Aurelio hizo cara de dudas.
–Pues ahora que veo que al padrino le fastidia el tema, me parece me..jor dejarlo entre el tintero.
–Pero sí fue en el 9 de abril, ¿o no?
–Sí, creo que fue no el 9 sino el 10 o el 11. Pero hasta ahí voy.
–Asunto de tragos.
–Más bien había fal..das involucradas, claro que también algo de trago. Pero dejémoslo.
–¿El hombre vive solo? –preguntó Jaime.
–Sí, vive solo desde que enviudó hace como cinco años. Hay que aclarar que su mayor frustración fue no tener hijos, vaya uno a saber si por problemas suyos o de la mujer. Eso sí, tiene nubes de sobrinos que lo cuidan.
–No es por nada, pero ese baúl vale un Potosí –dijo Alejandro.
–Pues hiciste bien en no decirlo porque va y te quiebra otra ca..ja de embolar en la cabeza. Para él, nada de eso tiene valor económico; solo sentimental. Además, ¿qué haría alguien vendiendo los recuerdos por plata a los setenta años?
–Bueno, ya vendrá uno de sus amados sobrinos a vender todo por tres pesos –dijo Jaime.
Alejandro continuó:
–Tengo ganas de bautizar la cosa “El misterio de los dientes”.
–Mientras el padrino no se entere...

A Alejandro le tomó una buena semana escribir el primer borrador de la crónica. Al final la tituló: “El guache original”, descartando el otro título porque en últimas no quería que don Aurelio se mosqueara por el asunto de los dientes si llegaba a leerla y porque nunca pudo enterarse de cómo los perdió.
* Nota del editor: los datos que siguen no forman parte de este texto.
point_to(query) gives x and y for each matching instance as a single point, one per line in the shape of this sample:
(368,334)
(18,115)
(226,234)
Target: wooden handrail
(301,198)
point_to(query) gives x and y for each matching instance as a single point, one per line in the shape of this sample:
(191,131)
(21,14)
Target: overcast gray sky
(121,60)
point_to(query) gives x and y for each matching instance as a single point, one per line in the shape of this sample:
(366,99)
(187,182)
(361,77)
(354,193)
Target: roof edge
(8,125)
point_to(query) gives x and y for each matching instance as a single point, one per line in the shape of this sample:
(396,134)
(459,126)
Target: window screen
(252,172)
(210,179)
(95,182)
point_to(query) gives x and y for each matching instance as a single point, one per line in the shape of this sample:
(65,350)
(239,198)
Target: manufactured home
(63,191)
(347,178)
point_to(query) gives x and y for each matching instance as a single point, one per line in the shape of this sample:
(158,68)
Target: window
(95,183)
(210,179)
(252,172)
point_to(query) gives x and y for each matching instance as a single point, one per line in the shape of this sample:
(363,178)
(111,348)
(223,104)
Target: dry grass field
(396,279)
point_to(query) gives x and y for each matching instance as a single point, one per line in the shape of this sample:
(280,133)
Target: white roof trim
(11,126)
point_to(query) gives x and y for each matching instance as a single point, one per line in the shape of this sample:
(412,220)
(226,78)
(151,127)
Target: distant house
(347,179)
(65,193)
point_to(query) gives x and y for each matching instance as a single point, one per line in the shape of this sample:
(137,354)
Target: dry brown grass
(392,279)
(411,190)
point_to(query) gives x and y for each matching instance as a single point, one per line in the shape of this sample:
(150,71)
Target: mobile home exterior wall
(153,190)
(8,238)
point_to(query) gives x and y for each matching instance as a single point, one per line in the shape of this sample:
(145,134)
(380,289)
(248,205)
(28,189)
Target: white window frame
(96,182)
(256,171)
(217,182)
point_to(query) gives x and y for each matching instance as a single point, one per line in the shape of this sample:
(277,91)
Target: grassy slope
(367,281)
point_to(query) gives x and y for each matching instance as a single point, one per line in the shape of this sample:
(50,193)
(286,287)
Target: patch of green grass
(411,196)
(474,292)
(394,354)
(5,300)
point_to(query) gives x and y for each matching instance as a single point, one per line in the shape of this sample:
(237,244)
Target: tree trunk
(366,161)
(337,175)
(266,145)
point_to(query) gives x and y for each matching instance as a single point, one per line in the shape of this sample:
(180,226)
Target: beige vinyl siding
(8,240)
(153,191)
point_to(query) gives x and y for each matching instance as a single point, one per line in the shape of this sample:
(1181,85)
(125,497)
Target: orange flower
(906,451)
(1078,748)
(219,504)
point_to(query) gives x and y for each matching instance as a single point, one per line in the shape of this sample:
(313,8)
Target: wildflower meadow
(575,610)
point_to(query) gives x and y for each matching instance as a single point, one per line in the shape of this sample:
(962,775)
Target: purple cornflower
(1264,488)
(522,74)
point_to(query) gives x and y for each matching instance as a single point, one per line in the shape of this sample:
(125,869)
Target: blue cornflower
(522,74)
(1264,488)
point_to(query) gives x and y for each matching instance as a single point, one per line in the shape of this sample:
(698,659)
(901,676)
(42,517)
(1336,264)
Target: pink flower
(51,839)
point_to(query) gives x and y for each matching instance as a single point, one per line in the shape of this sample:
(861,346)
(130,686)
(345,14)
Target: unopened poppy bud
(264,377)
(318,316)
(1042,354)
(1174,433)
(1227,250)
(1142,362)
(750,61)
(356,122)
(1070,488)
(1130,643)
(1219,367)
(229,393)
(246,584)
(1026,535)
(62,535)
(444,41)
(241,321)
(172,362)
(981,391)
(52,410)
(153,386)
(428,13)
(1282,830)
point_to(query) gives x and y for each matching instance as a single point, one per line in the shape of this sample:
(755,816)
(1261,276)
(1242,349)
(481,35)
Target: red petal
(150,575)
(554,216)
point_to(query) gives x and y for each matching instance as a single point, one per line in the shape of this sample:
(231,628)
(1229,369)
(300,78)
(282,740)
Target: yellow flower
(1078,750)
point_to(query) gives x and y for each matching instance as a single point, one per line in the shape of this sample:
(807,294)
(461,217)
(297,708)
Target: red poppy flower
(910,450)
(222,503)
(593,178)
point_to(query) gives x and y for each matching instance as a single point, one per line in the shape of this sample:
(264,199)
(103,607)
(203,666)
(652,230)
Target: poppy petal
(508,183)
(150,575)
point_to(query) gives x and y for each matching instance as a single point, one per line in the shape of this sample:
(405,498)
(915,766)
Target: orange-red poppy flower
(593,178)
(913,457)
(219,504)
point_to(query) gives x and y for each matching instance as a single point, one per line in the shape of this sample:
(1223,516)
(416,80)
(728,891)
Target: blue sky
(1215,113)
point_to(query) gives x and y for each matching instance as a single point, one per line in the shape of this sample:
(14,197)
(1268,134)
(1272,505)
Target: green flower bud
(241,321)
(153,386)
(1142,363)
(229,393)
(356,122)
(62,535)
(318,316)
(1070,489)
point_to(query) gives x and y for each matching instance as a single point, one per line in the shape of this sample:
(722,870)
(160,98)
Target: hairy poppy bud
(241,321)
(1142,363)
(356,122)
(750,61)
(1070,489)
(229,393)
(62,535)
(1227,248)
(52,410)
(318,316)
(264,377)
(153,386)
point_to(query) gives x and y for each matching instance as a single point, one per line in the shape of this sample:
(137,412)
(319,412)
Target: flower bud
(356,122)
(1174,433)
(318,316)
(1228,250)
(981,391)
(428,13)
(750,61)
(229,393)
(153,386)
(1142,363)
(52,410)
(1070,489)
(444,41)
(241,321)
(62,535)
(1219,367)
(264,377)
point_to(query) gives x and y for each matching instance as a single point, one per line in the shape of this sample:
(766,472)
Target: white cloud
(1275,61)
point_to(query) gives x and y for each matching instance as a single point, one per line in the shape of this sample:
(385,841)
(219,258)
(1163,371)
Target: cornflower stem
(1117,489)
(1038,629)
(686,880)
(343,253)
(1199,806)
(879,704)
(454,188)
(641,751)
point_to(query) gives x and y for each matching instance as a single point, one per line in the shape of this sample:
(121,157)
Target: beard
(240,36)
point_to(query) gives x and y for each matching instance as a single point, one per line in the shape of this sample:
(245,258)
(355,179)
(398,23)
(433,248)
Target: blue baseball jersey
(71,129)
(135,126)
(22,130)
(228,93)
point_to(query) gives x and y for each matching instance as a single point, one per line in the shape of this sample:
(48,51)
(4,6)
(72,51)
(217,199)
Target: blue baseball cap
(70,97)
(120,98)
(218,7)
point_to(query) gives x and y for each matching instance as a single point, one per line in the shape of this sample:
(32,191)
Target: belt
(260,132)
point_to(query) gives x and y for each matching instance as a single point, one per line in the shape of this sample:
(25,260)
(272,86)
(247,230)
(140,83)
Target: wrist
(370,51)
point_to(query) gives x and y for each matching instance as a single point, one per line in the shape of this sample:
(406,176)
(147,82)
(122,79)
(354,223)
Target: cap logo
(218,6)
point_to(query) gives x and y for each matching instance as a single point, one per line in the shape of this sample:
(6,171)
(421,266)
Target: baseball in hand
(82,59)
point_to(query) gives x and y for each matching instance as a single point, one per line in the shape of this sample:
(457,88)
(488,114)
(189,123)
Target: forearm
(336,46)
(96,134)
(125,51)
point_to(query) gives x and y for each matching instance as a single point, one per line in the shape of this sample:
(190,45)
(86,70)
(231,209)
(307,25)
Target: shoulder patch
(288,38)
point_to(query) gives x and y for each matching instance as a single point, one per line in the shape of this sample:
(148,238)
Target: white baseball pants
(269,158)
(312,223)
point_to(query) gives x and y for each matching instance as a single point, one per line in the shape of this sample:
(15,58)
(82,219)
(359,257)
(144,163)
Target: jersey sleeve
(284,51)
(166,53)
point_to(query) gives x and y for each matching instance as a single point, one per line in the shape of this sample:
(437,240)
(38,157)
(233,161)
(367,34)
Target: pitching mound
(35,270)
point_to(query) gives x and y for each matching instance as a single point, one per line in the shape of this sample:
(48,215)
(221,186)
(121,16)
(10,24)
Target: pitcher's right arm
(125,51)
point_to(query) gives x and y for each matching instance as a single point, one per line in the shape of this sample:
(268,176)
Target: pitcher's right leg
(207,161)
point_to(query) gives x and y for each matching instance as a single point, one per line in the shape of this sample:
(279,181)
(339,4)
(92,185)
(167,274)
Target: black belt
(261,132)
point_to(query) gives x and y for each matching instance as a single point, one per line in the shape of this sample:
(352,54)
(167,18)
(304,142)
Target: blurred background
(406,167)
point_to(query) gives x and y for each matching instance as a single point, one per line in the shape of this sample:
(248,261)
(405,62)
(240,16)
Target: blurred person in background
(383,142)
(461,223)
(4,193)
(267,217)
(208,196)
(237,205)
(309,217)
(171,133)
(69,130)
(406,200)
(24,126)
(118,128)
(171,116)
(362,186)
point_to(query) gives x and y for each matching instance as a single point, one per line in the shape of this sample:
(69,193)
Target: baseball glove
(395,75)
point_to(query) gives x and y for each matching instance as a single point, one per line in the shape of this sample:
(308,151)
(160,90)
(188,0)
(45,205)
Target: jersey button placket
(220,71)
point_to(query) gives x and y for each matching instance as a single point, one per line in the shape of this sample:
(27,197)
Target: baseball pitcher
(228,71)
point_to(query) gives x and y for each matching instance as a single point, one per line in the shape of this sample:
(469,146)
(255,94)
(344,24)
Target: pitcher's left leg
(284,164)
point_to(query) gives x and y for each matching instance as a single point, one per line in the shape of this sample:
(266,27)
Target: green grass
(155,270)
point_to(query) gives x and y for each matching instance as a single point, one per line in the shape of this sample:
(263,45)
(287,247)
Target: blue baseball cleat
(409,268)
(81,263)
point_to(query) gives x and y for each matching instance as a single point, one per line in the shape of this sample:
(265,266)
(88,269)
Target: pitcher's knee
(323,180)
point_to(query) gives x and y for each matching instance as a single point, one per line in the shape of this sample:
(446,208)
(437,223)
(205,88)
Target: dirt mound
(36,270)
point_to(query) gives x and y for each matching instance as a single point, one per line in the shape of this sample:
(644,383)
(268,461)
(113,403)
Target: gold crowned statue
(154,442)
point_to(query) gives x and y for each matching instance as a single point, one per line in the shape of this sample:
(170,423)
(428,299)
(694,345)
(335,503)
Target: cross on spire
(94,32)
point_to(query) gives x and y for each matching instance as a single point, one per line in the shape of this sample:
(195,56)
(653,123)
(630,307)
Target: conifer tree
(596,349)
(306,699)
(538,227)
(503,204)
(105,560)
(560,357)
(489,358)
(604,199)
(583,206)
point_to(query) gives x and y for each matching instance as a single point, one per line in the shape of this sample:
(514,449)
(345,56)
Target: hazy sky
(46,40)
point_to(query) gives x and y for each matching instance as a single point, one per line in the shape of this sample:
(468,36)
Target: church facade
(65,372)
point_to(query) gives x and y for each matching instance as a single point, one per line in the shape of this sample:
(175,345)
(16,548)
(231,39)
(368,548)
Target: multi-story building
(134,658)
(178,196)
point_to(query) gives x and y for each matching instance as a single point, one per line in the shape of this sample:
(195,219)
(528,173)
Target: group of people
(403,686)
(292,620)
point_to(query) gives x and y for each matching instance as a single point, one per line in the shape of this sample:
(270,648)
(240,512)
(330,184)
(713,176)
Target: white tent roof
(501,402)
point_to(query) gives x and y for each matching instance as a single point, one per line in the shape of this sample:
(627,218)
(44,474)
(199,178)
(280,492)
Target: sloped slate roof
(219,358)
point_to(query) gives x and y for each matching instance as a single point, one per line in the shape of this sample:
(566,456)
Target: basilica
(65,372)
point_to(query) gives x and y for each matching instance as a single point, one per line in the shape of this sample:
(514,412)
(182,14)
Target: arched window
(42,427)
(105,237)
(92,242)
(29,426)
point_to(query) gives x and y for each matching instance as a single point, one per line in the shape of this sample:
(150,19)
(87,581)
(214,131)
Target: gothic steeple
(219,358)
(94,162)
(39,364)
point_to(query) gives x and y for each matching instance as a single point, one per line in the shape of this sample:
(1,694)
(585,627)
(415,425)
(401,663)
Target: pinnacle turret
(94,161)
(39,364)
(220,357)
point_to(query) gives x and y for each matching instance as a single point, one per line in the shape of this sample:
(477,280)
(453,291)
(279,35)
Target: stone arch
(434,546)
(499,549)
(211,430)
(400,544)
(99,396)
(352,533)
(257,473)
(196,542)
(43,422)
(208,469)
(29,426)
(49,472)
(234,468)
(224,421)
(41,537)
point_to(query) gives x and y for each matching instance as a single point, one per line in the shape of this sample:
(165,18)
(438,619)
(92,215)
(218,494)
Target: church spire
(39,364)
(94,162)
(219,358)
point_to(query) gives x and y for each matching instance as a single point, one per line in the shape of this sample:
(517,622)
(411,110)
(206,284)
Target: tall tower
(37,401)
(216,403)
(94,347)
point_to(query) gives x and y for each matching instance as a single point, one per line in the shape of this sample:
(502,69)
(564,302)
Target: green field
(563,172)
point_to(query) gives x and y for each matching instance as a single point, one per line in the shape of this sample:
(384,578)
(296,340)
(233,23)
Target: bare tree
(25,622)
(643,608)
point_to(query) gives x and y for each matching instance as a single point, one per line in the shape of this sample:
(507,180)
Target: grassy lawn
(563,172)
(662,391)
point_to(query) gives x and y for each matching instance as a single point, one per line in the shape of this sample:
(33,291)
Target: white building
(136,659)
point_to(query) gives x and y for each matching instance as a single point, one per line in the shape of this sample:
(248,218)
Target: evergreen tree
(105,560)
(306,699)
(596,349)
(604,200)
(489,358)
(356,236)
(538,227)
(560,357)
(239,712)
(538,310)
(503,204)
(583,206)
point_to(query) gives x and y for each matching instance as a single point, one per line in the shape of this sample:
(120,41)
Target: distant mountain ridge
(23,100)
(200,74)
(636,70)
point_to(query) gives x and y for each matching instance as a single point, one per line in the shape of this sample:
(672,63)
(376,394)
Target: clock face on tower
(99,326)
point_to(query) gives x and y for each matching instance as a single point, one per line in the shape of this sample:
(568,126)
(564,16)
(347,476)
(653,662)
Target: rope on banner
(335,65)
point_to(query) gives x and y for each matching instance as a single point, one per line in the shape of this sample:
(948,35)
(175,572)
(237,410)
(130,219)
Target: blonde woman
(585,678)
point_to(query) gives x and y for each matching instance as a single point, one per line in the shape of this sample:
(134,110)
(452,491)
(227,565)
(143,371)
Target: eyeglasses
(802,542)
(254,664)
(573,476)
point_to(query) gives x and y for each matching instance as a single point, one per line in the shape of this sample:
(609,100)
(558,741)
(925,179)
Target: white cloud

En una de esas quiso volver a visitarlo para corroborar datos y llenar vacíos, según había leído que hacían los mejores cronistas del mundo, pero Aurelio le dijo que su padrino no lo quería volver a ver, que eso de alborotar el avispero le había causado no poca amargura y que si por él fuera mejor todo seguía en el olvido.
El viejo tendero tenía sus razones. Las historias estancadas de la ciudad, sobre todo las manchadas por la mugre, el sudor y la sangre de los muertos, suelen guardarse entre el terciopelo rojo de la memoria donde se enmarañan con el sentimiento adolorido de los sobrevivientes, y no es raro que causen estragos al salir a la luz treinta años después. También cabe pensar que la herida abierta por la muerte del gran caudillo en 1948 entre quienes lo idolatraban no se había cerrado nunca y que el resentimiento por la sevicia de las armas oficiales yacía en rescoldo y todavía tenía capacidad de conmocionar. Pesaba sin duda el hecho de que la vida de don Aurelio, que cobró súbito sentido durante esos tres o cuatro días de terror y arrojo en los que dejó enredada una montaña de ilusiones, aparte de tres dientes, luego extravió ese sentido. Ahora, desde la vejez, su vida se veía estropeada, sin continuidad, desperdiciada, imposible de resucitar por medio de una andanada memoriosa. Sí, de las fugaces ráfagas de amor y muerte que pudo sentir el tendero durante aquella explosión de ira no le había quedado mucho más que una montaña de desperdicios humeantes. Nada raro. Es lo que sucede en países como el que había albergado a don Aurelio toda la vida, que están hechos de inmensos desperdicios humanos acumulados en medio de tal cual acto inaudito de valor.